Figure: App interface showing local LLM chat and streaming responses on Android.


📦 Download APK - v1.4.0

The app now ships as a single smaller base APK.

Models are not bundled inside the APK anymore. After installation, the app prompts the user to select a model and download it directly on device.

Users can download multiple models and switch between them later from inside the app, without reinstalling.

Available models

  • Gemma 4 E4B LiteRT - Best for flagship mobiles
  • Gemma 4 E2B LiteRT - Best for decent to mid-range mobiles
  • Qwen3 0.6B LiteRT - Best for low-end mobiles
  • Qwen3 0.6B Q4F16 ONNX - Good for low to mid-range mobiles
  • Qwen2.5 0.5B ONNX - Best for mid to high-end mobiles, full precision

Note: internet is required only for downloading models.
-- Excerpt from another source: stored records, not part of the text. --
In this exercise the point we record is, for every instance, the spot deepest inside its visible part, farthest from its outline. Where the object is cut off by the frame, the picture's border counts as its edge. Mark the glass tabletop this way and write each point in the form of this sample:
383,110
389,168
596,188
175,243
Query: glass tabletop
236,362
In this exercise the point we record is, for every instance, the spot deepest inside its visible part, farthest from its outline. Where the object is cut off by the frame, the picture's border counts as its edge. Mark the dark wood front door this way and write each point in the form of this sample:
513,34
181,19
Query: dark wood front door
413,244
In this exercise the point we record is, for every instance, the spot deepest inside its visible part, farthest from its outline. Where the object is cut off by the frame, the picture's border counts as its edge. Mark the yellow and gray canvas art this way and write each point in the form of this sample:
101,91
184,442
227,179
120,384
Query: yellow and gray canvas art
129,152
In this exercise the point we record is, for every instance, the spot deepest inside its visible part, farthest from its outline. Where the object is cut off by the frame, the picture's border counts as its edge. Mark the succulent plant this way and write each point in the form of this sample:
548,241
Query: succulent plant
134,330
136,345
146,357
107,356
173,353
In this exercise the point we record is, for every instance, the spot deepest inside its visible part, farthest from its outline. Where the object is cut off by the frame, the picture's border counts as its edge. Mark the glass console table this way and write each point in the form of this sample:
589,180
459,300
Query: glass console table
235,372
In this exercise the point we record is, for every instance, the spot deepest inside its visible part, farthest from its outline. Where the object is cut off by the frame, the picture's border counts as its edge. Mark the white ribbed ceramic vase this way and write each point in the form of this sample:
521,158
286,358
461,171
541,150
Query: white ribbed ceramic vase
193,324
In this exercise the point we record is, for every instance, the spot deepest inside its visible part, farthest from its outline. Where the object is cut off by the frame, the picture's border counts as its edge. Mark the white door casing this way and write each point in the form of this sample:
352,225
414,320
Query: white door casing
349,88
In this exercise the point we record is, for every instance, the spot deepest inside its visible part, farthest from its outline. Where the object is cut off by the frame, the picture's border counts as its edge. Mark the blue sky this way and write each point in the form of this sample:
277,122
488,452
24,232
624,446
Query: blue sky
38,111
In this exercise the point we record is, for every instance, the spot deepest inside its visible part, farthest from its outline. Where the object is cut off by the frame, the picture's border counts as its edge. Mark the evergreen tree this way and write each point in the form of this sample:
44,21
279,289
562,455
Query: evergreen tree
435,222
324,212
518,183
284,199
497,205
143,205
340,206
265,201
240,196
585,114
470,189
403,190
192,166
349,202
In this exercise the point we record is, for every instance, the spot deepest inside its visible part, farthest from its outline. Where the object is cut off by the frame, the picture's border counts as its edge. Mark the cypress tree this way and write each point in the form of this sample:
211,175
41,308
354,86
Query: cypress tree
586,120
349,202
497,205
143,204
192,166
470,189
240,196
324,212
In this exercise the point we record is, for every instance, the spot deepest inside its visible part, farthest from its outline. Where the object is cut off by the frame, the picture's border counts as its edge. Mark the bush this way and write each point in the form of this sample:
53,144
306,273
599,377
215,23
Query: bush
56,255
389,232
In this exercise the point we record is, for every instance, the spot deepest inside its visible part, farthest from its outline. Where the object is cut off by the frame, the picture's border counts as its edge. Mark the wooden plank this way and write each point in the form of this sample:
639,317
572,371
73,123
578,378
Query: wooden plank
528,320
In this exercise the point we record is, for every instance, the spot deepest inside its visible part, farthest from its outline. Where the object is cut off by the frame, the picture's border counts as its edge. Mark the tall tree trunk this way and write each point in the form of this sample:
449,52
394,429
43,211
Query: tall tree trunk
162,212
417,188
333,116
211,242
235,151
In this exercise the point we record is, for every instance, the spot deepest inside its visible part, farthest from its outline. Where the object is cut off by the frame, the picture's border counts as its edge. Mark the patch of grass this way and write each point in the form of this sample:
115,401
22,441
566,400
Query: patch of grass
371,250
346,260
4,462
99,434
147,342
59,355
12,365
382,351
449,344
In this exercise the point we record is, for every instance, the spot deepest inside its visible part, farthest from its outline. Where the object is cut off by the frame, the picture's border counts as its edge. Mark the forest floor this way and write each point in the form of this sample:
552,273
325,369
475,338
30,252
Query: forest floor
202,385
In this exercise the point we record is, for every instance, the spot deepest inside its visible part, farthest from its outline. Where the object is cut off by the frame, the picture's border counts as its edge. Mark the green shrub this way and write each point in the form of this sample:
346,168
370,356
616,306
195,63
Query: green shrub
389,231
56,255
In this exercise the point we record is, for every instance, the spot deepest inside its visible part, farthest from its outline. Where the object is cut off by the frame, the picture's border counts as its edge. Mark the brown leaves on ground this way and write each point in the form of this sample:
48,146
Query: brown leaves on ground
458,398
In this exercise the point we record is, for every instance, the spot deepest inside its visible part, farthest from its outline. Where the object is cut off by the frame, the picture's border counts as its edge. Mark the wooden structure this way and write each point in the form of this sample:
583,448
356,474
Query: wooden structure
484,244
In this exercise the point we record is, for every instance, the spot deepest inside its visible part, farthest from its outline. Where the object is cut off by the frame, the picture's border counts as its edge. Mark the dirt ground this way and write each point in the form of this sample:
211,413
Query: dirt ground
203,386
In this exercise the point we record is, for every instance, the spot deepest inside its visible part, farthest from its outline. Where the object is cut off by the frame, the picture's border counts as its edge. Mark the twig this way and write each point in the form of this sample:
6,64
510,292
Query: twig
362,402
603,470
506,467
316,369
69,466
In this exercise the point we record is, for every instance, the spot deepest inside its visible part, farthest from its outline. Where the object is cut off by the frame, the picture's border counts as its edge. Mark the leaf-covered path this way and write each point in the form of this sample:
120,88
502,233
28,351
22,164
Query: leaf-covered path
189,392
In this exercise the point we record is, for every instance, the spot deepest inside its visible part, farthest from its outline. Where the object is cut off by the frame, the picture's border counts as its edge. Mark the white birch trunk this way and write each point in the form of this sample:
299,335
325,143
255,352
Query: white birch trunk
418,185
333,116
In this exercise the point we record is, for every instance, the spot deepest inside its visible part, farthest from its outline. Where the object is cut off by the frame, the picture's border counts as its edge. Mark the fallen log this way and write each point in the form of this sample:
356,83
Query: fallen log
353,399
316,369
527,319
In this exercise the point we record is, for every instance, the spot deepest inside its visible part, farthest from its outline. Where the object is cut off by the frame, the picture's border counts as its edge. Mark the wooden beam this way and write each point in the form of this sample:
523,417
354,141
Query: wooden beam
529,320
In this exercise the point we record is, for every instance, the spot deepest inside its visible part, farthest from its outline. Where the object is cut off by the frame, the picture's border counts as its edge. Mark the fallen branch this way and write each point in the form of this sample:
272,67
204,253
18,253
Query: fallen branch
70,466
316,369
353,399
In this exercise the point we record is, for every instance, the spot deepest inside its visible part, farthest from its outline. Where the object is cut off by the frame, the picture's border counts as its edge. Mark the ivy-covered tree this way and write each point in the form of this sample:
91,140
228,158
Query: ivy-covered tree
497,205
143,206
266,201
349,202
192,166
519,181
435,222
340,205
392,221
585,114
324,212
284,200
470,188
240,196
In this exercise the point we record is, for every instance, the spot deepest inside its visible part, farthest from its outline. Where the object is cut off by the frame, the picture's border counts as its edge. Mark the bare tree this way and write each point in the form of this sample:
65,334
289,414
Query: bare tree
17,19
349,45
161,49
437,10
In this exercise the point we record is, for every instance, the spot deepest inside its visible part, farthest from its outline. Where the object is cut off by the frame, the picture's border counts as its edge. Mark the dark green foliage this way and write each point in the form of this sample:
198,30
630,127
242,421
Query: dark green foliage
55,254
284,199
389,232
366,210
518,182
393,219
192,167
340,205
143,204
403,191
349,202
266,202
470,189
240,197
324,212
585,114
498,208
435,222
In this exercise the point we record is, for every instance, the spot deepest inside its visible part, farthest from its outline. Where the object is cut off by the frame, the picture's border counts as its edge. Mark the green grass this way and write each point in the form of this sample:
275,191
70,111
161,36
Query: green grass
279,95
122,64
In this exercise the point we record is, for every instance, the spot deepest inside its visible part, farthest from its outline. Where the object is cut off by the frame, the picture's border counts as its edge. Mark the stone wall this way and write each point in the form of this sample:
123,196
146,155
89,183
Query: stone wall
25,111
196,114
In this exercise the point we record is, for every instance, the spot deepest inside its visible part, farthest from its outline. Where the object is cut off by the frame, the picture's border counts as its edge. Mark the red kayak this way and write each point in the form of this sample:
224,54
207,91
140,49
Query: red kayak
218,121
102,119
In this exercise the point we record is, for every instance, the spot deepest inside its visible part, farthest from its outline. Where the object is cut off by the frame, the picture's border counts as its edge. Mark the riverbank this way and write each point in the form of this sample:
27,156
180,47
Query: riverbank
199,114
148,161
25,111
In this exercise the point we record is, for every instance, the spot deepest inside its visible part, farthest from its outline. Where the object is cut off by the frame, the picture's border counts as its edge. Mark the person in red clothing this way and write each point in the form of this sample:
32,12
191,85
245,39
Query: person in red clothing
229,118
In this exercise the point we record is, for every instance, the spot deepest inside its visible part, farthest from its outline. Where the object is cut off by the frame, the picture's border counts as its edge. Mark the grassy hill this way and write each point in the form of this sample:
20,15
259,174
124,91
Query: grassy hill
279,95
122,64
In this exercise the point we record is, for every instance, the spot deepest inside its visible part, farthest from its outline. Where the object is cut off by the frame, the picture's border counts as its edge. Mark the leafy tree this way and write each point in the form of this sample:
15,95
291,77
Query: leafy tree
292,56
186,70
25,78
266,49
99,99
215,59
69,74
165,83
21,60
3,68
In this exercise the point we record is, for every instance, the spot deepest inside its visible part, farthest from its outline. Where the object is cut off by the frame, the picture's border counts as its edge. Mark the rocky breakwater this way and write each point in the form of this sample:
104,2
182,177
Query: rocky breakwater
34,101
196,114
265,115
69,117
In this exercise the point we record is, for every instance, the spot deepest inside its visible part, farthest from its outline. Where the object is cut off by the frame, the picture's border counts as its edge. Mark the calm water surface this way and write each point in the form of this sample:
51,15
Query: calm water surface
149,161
Chat and inference remain fully on-device after the model is installed.


🧠 Backend Support

This app supports ONNX-based Qwen models and LiteRT-based Qwen 3 and Gemma 4 models.

Backend overview

  • ONNX backend: supports Qwen2.5 and Qwen3
  • LiteRT backend: supports Qwen3 and Gemma 4

Thinking Mode

  • Qwen3 and Gemma 4 support Thinking Mode
  • The toggle is shown only for models that support it

🚀 Why LiteRT

LiteRT is a strong fit for fast local Android chat because:

  • It is designed for high-performance on-device LLM deployment
  • It supports hardware acceleration, including GPU and NPU acceleration on supported devices
  • It helps reduce startup and generation latency for local chat workloads
  • It expands the range of practical Android model builds beyond a single backend path
  • It fits well with a privacy-first app design focused on fully offline usage

Note: model capability and performance still depend on the specific model build and the hardware of the target Android device.


⚙️ Requirements

  • Android Studio
  • A physical Android device for deployment and testing
  • 4 GB or more RAM for smaller models
  • More RAM is recommended for larger models such as Gemma 4 E2B and Gemma 4 E4B
  • A temporary internet connection for downloading models inside the app
  • Real hardware is preferred; emulators are mainly useful for UI checks

🚀 How to Build & Run

  1. Clone this repository.

  2. Install the latest Android Studio.

  3. Open the Android project folder in Android Studio:

    pocket_llm_src/
    
  4. Build and install the app on your Android device.

  5. Launch the app.

  6. On first launch, choose a model from the built-in model picker.

  7. Download the selected model directly inside the app.

  8. Start chatting locally on device


📄 License Notice

Gemma 4

Gemma 4 is provided by Google under the Apache License 2.0. Google's Gemma documentation also states that Gemma models are provided with open weights and support responsible commercial use.

Qwen models

Qwen model files follow the upstream Qwen license terms.
Please review the original model license before redistribution or commercial use.